Release Date: 06/17/13
Kenric St. James is out for revenge. Over 300 years ago, an ancient female vampire turned him against his will and killed the woman he loved. He’s spent more than a century building an Enclave of warrior vampires who have sworn to defend humanity against his evil sire and her minions. But when Kenric finds a woman he finally burns to claim as his own again, Kenric knows loving her means giving his sire another target.
Emily Ross just wanted a fresh start. She’s a survivor, coming off the tail end of an abusive relationship, and craves time alone to learn who she is and to save the home that holds her heart. The last thing she needed was a controlling, alpha male calling all the shots.
Meeting Kenric might just have changed her mind, though. He is wrong for her in all the right ways. But in order to keep her heart from breaking, he first has to keep the hoards of evil vamps from stealing her very breath.
My thoughts on the book:
As other reviewers have stated, nothing about Undying Destiny was that unique, including the characters. I found myself bored more often than I should have been, considering all that was going on. Also, the multiple points of view didn't really work for me. Furthermore, the way the plot was handled left no sense of mystery to the story. And finally, while the writing was well-done, it wasn't exactly captivating. If you're looking for a pointless romance, then this book is for you. If you're looking for depth of plot, then I'd skip this one.

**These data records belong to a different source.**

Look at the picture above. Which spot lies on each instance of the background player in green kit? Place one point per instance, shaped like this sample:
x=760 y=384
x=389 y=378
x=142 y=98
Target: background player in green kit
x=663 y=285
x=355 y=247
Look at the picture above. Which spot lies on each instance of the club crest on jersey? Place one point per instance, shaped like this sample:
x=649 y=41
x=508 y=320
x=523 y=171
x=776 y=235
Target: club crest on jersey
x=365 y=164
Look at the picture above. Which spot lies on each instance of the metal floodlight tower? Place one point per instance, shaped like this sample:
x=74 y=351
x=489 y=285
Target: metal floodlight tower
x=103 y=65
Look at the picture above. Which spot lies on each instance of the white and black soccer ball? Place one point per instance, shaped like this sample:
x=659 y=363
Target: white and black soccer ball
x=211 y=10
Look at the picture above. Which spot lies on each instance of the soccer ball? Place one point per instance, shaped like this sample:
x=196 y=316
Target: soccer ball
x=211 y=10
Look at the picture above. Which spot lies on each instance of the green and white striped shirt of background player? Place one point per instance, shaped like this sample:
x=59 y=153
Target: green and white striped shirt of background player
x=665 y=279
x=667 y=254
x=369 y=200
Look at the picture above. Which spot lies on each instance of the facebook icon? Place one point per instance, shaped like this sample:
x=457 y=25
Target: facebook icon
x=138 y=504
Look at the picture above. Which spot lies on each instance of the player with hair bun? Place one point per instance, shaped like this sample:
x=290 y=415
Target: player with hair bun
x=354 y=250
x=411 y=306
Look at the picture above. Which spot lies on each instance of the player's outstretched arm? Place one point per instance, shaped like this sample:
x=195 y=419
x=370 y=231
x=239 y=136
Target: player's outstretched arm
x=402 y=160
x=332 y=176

For the characters' pasts, they didn't really act believably, in my opinion. They opened up about what happened way too much, and they also were magically cured through love or some other bs. I didn't buy that, and while this novel does address some very important issues, such as the rape of men by women (which is for the most part ignored and needs to be talked about), how the characters handled things almost downplayed the importance of such issues. However, at least the author is trying to open a dialogue (at least I assume that's what she's doing instead of just including stuff for plot's sake), and that is commendable. The characters themselves were okay, but didn't stand out much. I liked Emily just fine, but she's not a memorable character. The same can be said for Kenric. While Marguerite is abhorrent, she's still not an extraordinary villain.

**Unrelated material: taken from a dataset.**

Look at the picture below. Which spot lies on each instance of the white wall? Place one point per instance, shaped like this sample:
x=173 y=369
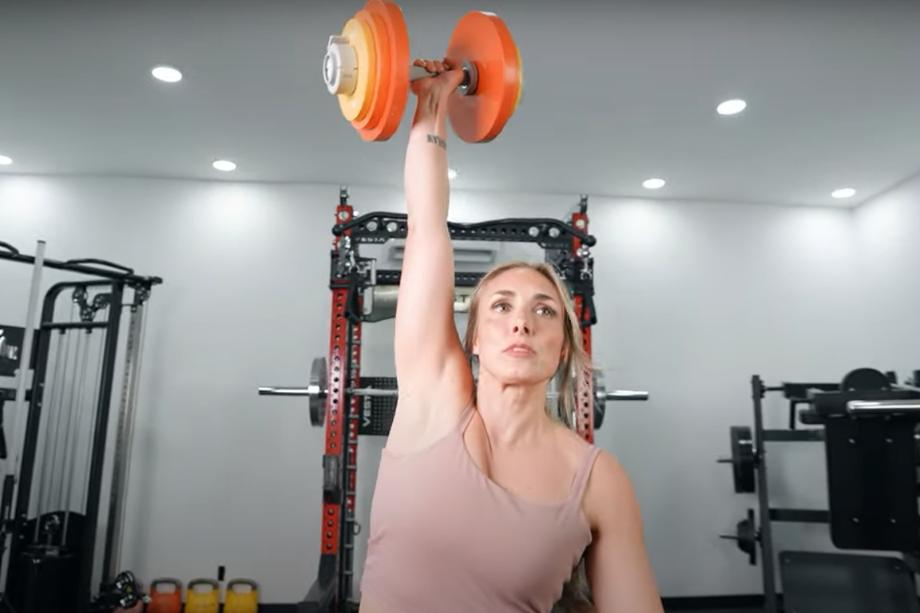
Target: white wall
x=693 y=298
x=888 y=246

As I previously mentioned, the multiple points of view didn't work, and this is because no character had a unique voice. They all spoke relatively the same, and there were no distinguishing dialogue choices to make the multiple POVs add anything to the story. The only thing that they did do is kill any sense of mystery that could have been present in the plot. Lee is a decent writer, but nothing was extremely captivating or entrancing. I didn't connect to the emotions of the characters, nor did I have an easy time picturing the surroundings even though the descriptions were top notch. Some writing is just hard to connect to, and that was the case in this novel. I'm not sure if it was because of the characters making no sense to me or if it was because it just didn't "click" for me.
Overall, I'd recommend this book to people who love romance, but don't really care about realistic character and relationship development or a solid plot. It's not a bad book, but it definitely is not my favorite either.